I've never really been comfortable with the idea that an abstraction like a  business object - something that can be used for more than persistence to the application's database  - must get it's ID from an external, and very likely, distributed system.  Since a GUID's uniqueness is ensured algorithmically, and since it can be done in the same local memory space as the object that it identifies, it seems a bit off to me that we'd defer to a remote dependency for something that is easily had locally, and that can be kept close to the object that is its primary client, and that is most concerned with it.

Since SQL Server 2005 has addressed the index fragmentation issue with GUID-based indexes, and since the COMB GUID generation code is easily had, GUIDs are a much easier decision to make. [emphasis mine.]

That said, there are still compelling reasons to use integer ID's, but the vast majority of database apps aren't of the ilk that require integer ID's specifically.

August 22, 2006 12:15 AM

----

Now for an article by Jimmy Nilsson that lays it out.

Pros and Cons of GUIDs as Primary Keys

http://(www.informit.com/articles/article.asp?p=25862&seqNum=5&rl=1)

Let's say that we plan to use GUIDs for the primary keys. What are the advantages and disadvantages when compared to INTEGERs? We should always start with the positive, so here goes:

·         We get a more object ID–like datatype because each primary key typically will be unique for the complete database. This gives good effects, for example, when designing a custom solution for pessimistic locking (but that's another long story).
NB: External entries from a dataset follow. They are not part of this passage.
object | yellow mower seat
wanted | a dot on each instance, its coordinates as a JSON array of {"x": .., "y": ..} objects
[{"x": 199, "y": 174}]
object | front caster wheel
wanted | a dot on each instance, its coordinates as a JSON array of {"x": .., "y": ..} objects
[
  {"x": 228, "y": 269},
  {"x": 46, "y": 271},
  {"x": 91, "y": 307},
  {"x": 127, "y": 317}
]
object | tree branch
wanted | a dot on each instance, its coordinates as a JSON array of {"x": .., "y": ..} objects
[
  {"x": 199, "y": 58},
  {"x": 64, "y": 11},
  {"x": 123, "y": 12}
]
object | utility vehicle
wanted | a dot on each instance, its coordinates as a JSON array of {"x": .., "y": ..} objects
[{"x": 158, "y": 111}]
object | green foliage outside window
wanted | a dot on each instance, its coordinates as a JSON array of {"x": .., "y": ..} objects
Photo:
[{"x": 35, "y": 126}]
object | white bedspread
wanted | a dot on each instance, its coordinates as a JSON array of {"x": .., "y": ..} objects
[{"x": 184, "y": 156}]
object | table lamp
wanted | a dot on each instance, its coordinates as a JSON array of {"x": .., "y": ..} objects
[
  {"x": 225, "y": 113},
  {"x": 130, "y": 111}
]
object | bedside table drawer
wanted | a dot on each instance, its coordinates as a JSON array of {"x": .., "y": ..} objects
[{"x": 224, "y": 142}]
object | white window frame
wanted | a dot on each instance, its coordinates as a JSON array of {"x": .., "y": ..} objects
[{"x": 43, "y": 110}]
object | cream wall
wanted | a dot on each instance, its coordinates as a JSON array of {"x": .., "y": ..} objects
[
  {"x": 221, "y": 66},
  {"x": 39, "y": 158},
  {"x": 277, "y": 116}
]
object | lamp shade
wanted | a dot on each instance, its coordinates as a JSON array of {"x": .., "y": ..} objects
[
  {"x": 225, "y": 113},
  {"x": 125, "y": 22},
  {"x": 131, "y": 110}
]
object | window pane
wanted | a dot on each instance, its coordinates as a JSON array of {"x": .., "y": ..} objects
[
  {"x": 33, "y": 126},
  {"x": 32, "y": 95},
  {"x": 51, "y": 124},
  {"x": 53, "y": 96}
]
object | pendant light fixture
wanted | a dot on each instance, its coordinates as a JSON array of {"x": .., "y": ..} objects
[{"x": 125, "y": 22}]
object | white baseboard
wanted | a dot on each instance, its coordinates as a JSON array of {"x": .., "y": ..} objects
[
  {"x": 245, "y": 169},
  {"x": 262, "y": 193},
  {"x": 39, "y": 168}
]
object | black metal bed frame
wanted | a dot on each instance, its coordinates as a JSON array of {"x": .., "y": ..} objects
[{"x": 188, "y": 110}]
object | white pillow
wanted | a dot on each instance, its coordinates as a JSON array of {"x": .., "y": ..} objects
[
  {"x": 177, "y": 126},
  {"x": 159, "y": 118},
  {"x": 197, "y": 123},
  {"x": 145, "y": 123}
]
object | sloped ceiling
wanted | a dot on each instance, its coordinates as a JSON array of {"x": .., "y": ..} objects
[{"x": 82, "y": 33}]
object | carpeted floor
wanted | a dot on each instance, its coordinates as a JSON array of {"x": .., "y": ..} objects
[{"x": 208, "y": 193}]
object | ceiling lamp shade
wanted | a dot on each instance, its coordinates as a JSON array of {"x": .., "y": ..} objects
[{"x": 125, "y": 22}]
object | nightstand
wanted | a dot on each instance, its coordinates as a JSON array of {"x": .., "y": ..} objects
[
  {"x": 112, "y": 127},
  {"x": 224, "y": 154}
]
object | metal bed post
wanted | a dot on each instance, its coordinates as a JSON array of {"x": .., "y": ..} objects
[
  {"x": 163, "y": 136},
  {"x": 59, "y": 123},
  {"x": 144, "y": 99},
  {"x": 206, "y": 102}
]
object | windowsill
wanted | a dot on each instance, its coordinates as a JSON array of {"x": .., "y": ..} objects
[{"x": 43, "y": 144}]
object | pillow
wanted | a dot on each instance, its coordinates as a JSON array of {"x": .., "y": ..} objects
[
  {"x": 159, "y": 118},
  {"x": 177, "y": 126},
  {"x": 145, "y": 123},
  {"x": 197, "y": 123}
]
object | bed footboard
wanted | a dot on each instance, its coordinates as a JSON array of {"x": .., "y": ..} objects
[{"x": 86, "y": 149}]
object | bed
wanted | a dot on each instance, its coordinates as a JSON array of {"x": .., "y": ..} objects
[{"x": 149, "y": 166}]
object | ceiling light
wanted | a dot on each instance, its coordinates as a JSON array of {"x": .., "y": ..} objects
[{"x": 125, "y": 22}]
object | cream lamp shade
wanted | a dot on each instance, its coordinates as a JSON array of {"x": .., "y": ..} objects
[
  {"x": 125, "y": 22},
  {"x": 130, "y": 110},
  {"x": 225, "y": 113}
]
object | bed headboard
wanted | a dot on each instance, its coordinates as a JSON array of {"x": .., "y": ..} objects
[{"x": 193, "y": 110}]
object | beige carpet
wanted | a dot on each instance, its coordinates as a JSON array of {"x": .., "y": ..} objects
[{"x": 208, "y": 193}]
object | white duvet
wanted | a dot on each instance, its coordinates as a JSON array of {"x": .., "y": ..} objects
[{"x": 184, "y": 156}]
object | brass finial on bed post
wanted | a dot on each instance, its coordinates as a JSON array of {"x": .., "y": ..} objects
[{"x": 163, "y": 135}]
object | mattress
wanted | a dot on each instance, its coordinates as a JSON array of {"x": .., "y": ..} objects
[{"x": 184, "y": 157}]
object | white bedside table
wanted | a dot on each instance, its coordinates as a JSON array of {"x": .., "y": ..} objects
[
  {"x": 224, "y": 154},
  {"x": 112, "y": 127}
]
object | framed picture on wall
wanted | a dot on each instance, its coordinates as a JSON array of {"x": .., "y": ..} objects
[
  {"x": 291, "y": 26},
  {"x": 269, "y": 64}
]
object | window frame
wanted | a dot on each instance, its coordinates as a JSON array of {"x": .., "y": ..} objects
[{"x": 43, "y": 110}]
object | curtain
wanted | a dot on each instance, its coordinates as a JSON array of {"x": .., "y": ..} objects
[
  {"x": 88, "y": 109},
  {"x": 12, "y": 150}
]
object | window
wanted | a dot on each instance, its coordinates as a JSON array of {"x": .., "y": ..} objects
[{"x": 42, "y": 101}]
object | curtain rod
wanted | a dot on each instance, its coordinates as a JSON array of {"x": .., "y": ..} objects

·         @@IDENTITY has been a source of problems when INSERT triggers have INSERTed rows into other tables with IDENTITYs. (You can use SCOPE_IDENTITY() in SQL Server 2000 to avoid this problem.)

·         You can move the creation processing of the values from the data tier to the business or consumer tiers. For example, the consumer can create complete structures of orders and details that can be sent all the way through the business tier to the data tier in one go, which can reduce the number of round trips. A more basic way of saying this is that you can get the ID value before you use it, not just afterward, as is the case with IDENTITYs.

NOTE

In the case of .NET and ADO.NET, it's a big advantage to know the ID value at the time rows are added to the DataSet. Otherwise, for example, autogenerated INSERTs can't be used for master-detail relationships within the DataSet.

·         The span of values for GUIDs is enough for most scenarios. INTEGERs are not big enough for some scenarios. (By the way, with INTEGERs, you don't have to start the seed on 1. You can just as easily start it on the smallest negative INTEGER and thereby double the span of values.)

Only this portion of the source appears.